You've been pre-approved for a trillion dollar loan!!! No credit check! Not thru banks!!! Gov't gteed!!!
How appropriate, now that nationwide loan-sharking excesses have metastasized into a "once in a century" event at the planetary scale, that some of the same loosey-goosey "self-regulation" will continue to apply to those masters of the universe who got us into our present pickle. From the AP article on the Treasury rescue plan unveiled by President Bush:
This would be the 21st century equivalent of the fox guarding the hen house. Feathers everywhere, blood on the chicken coop wall, and they say "Nice foxie?"

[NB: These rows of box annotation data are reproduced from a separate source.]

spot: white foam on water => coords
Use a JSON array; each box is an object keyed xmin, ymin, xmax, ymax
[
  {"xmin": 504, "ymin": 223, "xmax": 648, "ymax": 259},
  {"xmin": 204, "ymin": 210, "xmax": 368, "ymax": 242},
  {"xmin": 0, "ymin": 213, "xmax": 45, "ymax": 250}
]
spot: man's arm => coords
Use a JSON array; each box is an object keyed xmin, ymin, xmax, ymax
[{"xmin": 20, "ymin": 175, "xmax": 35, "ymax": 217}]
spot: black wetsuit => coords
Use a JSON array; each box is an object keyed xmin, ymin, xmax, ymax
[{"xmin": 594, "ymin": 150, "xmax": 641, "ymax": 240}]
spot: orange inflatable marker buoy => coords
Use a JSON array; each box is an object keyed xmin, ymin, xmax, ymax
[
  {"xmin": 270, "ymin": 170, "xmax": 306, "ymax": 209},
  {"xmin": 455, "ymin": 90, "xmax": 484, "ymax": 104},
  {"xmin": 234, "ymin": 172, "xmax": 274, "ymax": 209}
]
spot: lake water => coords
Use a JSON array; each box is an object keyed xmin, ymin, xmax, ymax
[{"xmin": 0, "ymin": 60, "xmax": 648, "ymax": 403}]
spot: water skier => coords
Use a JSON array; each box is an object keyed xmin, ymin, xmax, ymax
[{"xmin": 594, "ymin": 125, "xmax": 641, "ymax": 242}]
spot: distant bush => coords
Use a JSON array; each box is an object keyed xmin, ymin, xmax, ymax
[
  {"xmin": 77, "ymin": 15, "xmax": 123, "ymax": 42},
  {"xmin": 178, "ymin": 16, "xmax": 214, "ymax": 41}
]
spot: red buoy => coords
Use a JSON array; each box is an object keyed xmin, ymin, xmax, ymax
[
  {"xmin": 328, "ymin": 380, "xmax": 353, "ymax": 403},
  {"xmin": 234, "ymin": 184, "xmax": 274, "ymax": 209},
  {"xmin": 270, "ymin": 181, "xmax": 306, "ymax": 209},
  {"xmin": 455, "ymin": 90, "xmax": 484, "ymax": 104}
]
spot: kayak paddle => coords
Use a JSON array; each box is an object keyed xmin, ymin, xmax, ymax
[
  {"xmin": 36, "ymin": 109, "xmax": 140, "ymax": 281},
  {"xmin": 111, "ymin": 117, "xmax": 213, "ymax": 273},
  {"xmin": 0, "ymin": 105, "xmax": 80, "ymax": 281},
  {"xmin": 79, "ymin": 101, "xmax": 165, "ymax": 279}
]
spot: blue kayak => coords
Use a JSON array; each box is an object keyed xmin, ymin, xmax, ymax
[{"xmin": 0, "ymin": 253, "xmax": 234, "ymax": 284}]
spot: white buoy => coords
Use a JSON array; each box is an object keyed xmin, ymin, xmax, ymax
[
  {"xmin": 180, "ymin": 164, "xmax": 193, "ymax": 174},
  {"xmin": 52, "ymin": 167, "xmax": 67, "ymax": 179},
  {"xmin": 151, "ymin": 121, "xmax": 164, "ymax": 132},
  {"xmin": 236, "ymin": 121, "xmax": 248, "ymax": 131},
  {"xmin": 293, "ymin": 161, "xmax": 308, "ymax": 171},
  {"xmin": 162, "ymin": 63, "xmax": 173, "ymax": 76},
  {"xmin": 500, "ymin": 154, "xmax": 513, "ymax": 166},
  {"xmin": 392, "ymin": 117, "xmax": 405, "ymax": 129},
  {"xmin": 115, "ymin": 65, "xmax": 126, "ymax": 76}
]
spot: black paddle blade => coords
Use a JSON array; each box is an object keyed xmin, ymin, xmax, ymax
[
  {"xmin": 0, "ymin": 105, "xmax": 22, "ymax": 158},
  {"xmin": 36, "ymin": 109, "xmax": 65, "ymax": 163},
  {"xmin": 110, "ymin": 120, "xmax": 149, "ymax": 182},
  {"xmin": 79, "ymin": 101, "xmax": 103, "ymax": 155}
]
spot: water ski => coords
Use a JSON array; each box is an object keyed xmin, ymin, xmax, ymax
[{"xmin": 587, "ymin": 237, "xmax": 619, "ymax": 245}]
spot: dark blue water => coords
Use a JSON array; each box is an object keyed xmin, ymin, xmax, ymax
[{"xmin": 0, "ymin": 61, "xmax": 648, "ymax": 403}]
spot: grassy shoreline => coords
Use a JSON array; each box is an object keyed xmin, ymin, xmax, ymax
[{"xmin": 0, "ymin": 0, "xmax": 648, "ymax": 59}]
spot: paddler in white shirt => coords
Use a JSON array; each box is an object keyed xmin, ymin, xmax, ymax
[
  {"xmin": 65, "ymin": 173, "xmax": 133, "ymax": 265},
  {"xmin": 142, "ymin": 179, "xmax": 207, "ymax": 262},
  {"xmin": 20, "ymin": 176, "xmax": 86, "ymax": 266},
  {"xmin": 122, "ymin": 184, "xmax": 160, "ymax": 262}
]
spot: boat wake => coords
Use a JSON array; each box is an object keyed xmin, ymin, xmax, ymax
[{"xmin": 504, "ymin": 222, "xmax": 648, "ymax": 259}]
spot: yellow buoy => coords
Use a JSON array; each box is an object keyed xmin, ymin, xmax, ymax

You may be forgiven if you no longer know what capitalism consists of: wild gyrations of irrational exuberance followed by vertigo in front of unfathomable numbers ending in illions? Years of "government is not the solution to our problem; government is the problem" (Reagan, Inaugural address January 1981) which has become "government intervention is not only warranted, it is essential" (Bush, yesterday).
If Bush had been truthful (ahem) or 'umble (sic), he might have paraphrased "government intervention" to say "vastly increased borrowing from our creditors in Communist China." But that might not have struck the right note. But just like the Three Trillion Dollar War, it is rare that anything approaching candor applies to our national indebtedness to China.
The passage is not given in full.